Japanese yen -The yen strengthened on Friday to ¥85.02 as dealers traded in the dollar for a better form of risk aversion. But on reflection investors are switching sides and are buying dollars and selling yen. The reason is unclear. Two proposals are that the dollar's recent slide can't keep up its unrelenting pace, and that an imminent announcement from the Fed might help contain the dollar's losses even if only short-lived. The yen has also reversed earlier gains against the Aussie dollar and British pound although it still remains higher against the euro if only by a small amount.

Euro - Despite a strong reading of German exports for the month of June and a prediction from the Banque de France that industrial output would lead an expansion likely to deliver third quarter growth of 0.3%, the euro was under the hammer today as the dollar fought back. The euro is around a whole penny lower against the dollar at $1.3239 after Friday's stretch to a three-month high. German exports in June expanded by 3.8% beating an expected gain of just 1.5%. Today's report showed exports in the summer were 29% higher than a year ago. Curiously sales to non-euro nations swelled by 37%.

Aussie dollar -The Aussie was drawn towards that elusive 92.00 cent level on Friday where it had broken down from in April as double-dip fears mounted. The subsequent decline saw the Aussie fall all the way back to 80.75 cents before a four-week recovery brings us back up to date. An earlier in the morning rally was encouraged by growing risk appetite for riskier assets only to fall by the wayside leaving the Aussie buying 91.87 cents.

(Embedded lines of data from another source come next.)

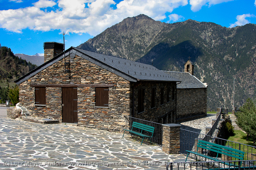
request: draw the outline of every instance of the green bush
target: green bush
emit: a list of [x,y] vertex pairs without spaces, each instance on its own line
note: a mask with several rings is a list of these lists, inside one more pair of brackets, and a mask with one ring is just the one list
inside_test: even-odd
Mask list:
[[229,122],[226,123],[226,128],[228,132],[229,135],[232,136],[234,135],[234,133],[235,132],[234,127]]
[[11,88],[11,87],[9,87],[8,95],[10,98],[12,103],[14,106],[20,101],[19,100],[19,90],[20,88],[18,85],[12,88]]

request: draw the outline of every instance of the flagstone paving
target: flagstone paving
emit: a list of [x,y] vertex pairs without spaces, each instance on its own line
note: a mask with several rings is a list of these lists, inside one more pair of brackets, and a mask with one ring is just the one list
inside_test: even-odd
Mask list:
[[[0,108],[0,112],[3,112]],[[69,124],[43,124],[0,116],[0,169],[165,169],[185,161],[130,136]],[[191,159],[191,160],[192,159]],[[189,160],[188,160],[189,161]]]
[[205,134],[205,128],[212,127],[212,121],[216,119],[216,114],[207,114],[207,116],[192,121],[180,123],[181,129],[201,133]]

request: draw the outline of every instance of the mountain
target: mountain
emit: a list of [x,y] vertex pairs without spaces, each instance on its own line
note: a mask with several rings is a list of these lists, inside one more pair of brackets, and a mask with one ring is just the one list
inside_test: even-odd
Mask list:
[[232,28],[191,19],[168,24],[143,14],[124,19],[77,47],[184,71],[189,56],[195,75],[208,83],[207,107],[233,108],[256,96],[256,25]]
[[10,48],[0,44],[0,100],[9,100],[7,95],[9,87],[14,85],[14,80],[36,67],[15,56]]
[[36,53],[33,55],[17,53],[14,54],[14,55],[19,57],[21,57],[21,59],[26,60],[28,62],[30,62],[33,64],[39,66],[44,63],[44,53]]

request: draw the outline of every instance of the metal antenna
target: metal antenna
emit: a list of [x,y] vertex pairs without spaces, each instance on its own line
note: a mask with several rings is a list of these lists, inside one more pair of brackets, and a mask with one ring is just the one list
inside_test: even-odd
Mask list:
[[62,34],[63,35],[63,41],[64,44],[64,65],[65,67],[65,72],[66,72],[66,57],[65,56],[65,38],[64,35],[65,35],[65,33],[64,31],[62,33]]

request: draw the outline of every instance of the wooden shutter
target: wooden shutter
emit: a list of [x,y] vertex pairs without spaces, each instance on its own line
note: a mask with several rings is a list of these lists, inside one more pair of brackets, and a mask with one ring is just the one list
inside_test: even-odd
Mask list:
[[46,105],[45,87],[36,87],[35,89],[35,103],[36,105]]
[[166,95],[166,100],[167,102],[169,102],[170,101],[170,87],[167,87],[167,94]]
[[96,87],[96,106],[108,107],[108,88]]
[[138,113],[144,111],[144,89],[138,89]]
[[164,87],[161,87],[160,94],[160,105],[164,104]]
[[175,87],[174,86],[172,86],[172,100],[174,100],[174,97],[175,97]]
[[151,108],[156,106],[156,88],[153,87],[151,91]]

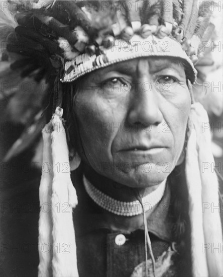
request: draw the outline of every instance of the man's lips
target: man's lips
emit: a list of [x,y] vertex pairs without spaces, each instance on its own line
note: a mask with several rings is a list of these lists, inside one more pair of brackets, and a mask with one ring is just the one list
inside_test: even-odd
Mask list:
[[122,149],[119,152],[123,152],[124,151],[147,151],[149,150],[152,150],[152,149],[163,149],[167,148],[166,146],[161,146],[161,145],[154,145],[145,146],[134,146],[128,147],[127,148],[125,148],[124,149]]

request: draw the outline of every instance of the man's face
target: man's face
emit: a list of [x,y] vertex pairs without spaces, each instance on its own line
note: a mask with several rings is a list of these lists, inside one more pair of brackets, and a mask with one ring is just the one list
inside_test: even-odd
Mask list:
[[183,66],[135,59],[91,73],[80,85],[74,110],[91,167],[130,187],[166,178],[182,151],[190,108]]

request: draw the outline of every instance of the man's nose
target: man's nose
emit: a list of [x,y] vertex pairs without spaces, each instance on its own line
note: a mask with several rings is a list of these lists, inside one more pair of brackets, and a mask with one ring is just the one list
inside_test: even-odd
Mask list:
[[141,78],[137,89],[133,93],[128,115],[129,123],[145,126],[159,125],[163,115],[159,109],[158,92],[150,79]]

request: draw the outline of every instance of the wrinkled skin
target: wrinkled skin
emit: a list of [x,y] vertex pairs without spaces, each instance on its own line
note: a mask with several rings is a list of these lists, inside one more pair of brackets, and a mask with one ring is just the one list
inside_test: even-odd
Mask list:
[[81,85],[73,107],[90,166],[131,187],[167,178],[180,157],[191,106],[183,66],[137,58],[89,74]]

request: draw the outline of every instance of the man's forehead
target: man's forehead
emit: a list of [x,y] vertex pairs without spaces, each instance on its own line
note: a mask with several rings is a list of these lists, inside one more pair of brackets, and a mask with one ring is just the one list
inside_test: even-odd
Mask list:
[[148,62],[148,66],[147,66],[147,67],[152,73],[161,71],[167,67],[175,68],[177,70],[178,70],[180,67],[182,67],[183,69],[184,68],[182,63],[178,59],[174,60],[171,58],[150,57],[149,58],[138,58],[119,62],[101,70],[99,71],[102,74],[112,71],[119,71],[124,73],[134,73],[137,71],[138,64],[140,60],[143,60],[144,62],[146,61]]

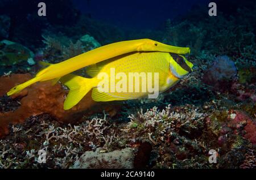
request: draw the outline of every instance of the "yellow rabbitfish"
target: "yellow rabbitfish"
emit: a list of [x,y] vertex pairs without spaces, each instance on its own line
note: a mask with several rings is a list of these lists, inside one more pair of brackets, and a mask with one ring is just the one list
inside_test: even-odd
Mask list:
[[164,44],[150,39],[124,41],[108,44],[56,64],[48,64],[36,76],[18,85],[7,92],[8,96],[18,93],[38,82],[52,80],[54,83],[73,71],[85,66],[131,52],[161,52],[184,54],[190,52],[189,48],[181,48]]
[[[60,79],[70,89],[64,108],[75,106],[92,89],[96,101],[135,99],[152,93],[156,97],[158,92],[191,72],[192,66],[183,56],[164,52],[133,53],[110,58],[88,67],[92,78],[69,74]],[[99,91],[102,87],[106,91]]]

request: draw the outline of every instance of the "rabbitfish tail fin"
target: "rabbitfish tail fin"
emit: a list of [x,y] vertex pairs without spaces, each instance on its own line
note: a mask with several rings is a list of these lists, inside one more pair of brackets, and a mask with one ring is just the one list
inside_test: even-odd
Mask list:
[[11,96],[14,94],[16,94],[18,92],[19,92],[22,89],[26,88],[28,86],[31,85],[32,84],[34,84],[35,83],[36,83],[39,80],[38,77],[35,77],[27,82],[24,82],[24,83],[19,84],[18,85],[16,85],[15,87],[11,88],[8,92],[7,95]]
[[75,106],[93,88],[93,78],[85,78],[73,74],[68,74],[60,81],[69,88],[69,92],[64,103],[64,109]]

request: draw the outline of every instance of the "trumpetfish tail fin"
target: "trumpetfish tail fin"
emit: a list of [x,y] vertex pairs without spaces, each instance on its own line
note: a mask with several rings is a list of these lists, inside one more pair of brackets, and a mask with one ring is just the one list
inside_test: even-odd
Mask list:
[[8,96],[11,96],[14,94],[16,94],[22,89],[26,88],[28,86],[31,85],[32,84],[35,83],[37,82],[39,82],[39,79],[38,77],[35,77],[22,84],[16,85],[15,87],[11,88],[7,93]]
[[93,78],[85,78],[73,74],[68,74],[60,80],[69,89],[64,103],[64,109],[75,106],[94,86]]

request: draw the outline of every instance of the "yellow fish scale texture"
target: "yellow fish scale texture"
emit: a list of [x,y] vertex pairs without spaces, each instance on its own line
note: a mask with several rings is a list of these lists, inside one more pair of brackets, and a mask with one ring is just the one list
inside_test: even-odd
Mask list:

British pound -The pound is also losing its earlier steam to the dollar and is now in the red at $1.5948 having kissed $1.6000 after Friday's labor market data. Investors continue to flit from the bearish to bullish camps regarding the prospects for the pound seeing it as being hitched to the suddenly better prospects for the Eurozone economy.

Canadian dollar - The Canadian dollar suffered on two counts on Friday. Investors were primarily disgruntled by the domestic employment report, which showed an unexpected loss of 9,300 jobs lifting the overall rate of unemployment to 8%. Within the data there was a huge transfer of full-time to part-time jobs giving the impression that formerly optimistic employers were suddenly not so confident. And of course the market was hardly enthralled by the U.S. employment report given the fact that the United States is Canada's biggest export market. The consequence is that a dip in the loonie hasn't gone away with the Canadian unit sliding from 98.90 U.S. cents on Thursday to a present 97.20 cents.